La squadra ciclistica Viola è incappata in una profonda crisi di risultati. Il Commendator Borghi, il patron della squadra cerca, insieme al suoi dirigenti, una soluzione. Intanto i tifosi cominciano a contestare. Lo storico DS decide di dimettersi per dare un segnale alla squadra, ma questa continua a non dare risultati.
il ritiro imposto dal Patron è stato poco efficace e anche il trainer comincia ad essere messo in discussione.
Parte i toto trainer, quasi una corsa nella corsa. Tra alti e bassi uno si mette in evidenza più degli altri. Intanto il giovane meccanico diventa il nuovo DS
Ci sono due corse in parallelo in corso. Da una parte la squadra che deve risollevarsi ed ha due gare a disposizione per ritrovare un po’ di autostima e serenità.
Dall’altra quella della scelta del nuovo trainer. Vaniglia sembra in vantaggio, Pallade continua la sua progressione; Nestore non ha completamente abbandonato le sue speranze, come non le ha abbandonate l’ex CT. Insomma la gara diretta dal nuovo DS è molto importante e il premio particolarmente ambito.
Il momento è delicato. Siamo ad una svolta. Saltati quelli che erano stati individuali come impedimenti al volo della squadra sembra che tutto possa tornare alla normalità.
La squadra dovrebbe correre con maggiore libertà mentale e gli uomini del Presidente essere pronti per programmare al meglio il resto della stagione.
Intanto la gara nella gara vede i protagonisti ridotti a due concorrenti. Vaniglia, nonostante le forature, tiene bene in salita. Pallade, gradito da parte della squadra, nel punto più duro della salita, quando ormai sembra fatta, ha un cedimento. Inesorabilmente arretra. Per Vaniglia sembra ormai fatta, manca solo di tagliare il traguardo, non manca molto.

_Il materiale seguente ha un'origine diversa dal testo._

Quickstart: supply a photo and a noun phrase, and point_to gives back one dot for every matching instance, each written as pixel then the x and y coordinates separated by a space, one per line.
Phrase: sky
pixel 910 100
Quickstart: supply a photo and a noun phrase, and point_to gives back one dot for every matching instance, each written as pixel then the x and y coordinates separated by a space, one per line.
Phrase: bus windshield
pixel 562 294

La trasferta in Germania col giovane trainer prestato alla squadra maggiore non è stata positiva. Si vede come le gambe girino, ma non al meglio. Andrà rifatta un po’ di preparazione e liberata la testa. In questo Vaniglia sembra sia una certezza.
Il Giovane DS ha già tracciato la strada. La parola d’ordine è: lavorare (ripetuta all’infinito).